Tesla stock soars after Elon Musk promises affordable EV
Tesla’s stock soared by more than 11% in pre-market trading early Wednesday morning after CEO Elon Musk said the company would accelerate the rollout of more affordable electric vehicles in hopes of boosting sagging profits.
Musk’s announcement was aimed at calming nervous investors on Wall Street who were still trying to digest the company’s most recent earnings report, released on Tuesday, that showed profit fell to its lowest in any three-month period since 2021.
Dan Ives, senior analyst at Wedbush Securities, said that Tesla and Musk “are facing a Category 5 storm after a Cinderella ride the last few years.”
But Ives added that he is maintaining a “bullish investment thesis” thanks to what he anticipates will be a “Model 2.5” — a lower cost Tesla that Musk indicated could hit the streets by early next year in a call with analysts.
Ives said the low-cost EV will be “key to the Tesla volume turnaround in 2025.”
Musk declined to provide details of the more affordable models and instead spent much of the earnings call on Tesla’s efforts to diversify its business into AI, humanoid robots and operating a fleet of autonomous vehicles — all based on software and hardware products it has not yet fully developed.
Several other analysts took Musk’s remarks that its cheaper models would be built using current platforms and production lines as a sign it had retreated from more ambitious plans for an all-new model that had been expected to cost $25,000.
“We read ‘more affordable’ as potentially de-contented Model Y/Model 3 versions with improvements in software and AI/hardware capability, but at lower prices,” Morgan Stanley analyst Adam Jonas said.
Tesla’s newly minted plans helped Wall Street shrug off the company’s weak first-quarter results.

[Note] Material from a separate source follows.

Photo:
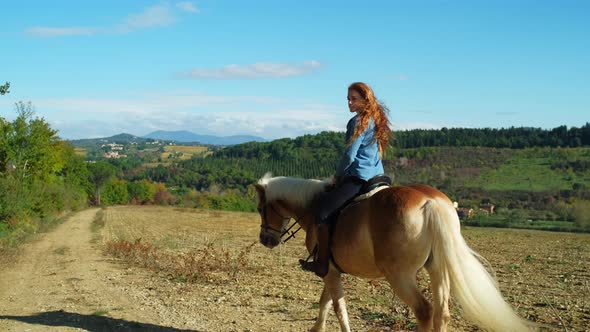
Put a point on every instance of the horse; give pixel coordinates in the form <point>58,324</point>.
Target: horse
<point>392,235</point>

The stock has plummeted 42% since Jan. 1 as high borrowing costs have dampened demand for EVs and a price war in major market China intensified..
The company reiterated this week that it anticipates growth in 2024 to be “notably lower” than the previous year.
The EV pioneer said that its first quarter revenue dropped 9%, to $21.30 billion from $23.33 billion last year — the largest decline since 2012. Analysts were expecting the company to report revenues of $22.15.
In the fourth quarter of last year, Tesla reported revenue of $25.17 billion.
Tesla’s operating margin also shrank considerably in the first quarter — from 11.4% last year to just 5.5% in the first three months of this year.
Tesla reported net income of $1.1 billion in the period between January and March — down 55% from the same period last year.
Earlier this month, Tesla reported a steep 8.5% drop in the number of deliveries in the first quarter.
“First impression for us is CEO Elon Musk is appeasing the market by accelerating new product launches,” Jefferies analysts led by Philippe Houchois said in a note.
Tesla’s growth strategy could strengthen support for a shareholder vote in May on Musk’s $56 billion compensation package, which was voided by a Delaware court in January.
Some Tesla investors — such as Ross Gerber, president and CEO at Gerber Kawasaki Wealth & Investment Management — had said in recent days that they planned to oppose the package, citing a decline in Tesla’s share price and a compromised board.
Musk had previously said that he would aim to introduce the Model 2, a low-cost option that would be priced at around $25,000.
Last month, a Reuters report indicated that Musk ordered his lieutenants at the company to abandon plans for an affordable option and to focus instead on developing autonomous robotaxis. But the CEO denied the report, claiming that Reuters was “lying.”
The news agency responded by saying that it stood by its reporting.
On Tuesday, neither Tesla nor Musk directly addressed the Reuters report.
Instead, they discussed unidentified new models that appeared to be different products, without saying how many, what type or providing their target prices.
The new models would be built on Tesla’s current manufacturing lines and use “aspects” of its current platform and a next-generation platform, Tesla said.
It cautioned that this plan may “result in achieving less cost reduction than previously expected,” suggesting that the vehicles may cost consumers more than the Model 2’s anticipated $25,000 price.
Tesla has been in turmoil over the course of the past year as intense competition from Chinese companies such as the Warren Buffett-backed outfit BYD as well as a drop in demand for EVs that has eaten into its bottom line.
Two top executives at the company announced earlier this month that they would be departing.
Another, Martin Viecha, Tesla’s head of investor relations, said at the end of Tuesday’s earnings call that he would also be leaving his role.
Last week, the company said it would pause deliveries of all Cybertrucks after drivers complained of a potentially fatal flaw with the accelerator pedal.
The EV maker also announced that it had slashed prices in a number of its major markets, including China and Germany.
Over the weekend, Tesla cut the price of its Full Self-Driving driver assistant software to $8,000 from $12,000 in the US.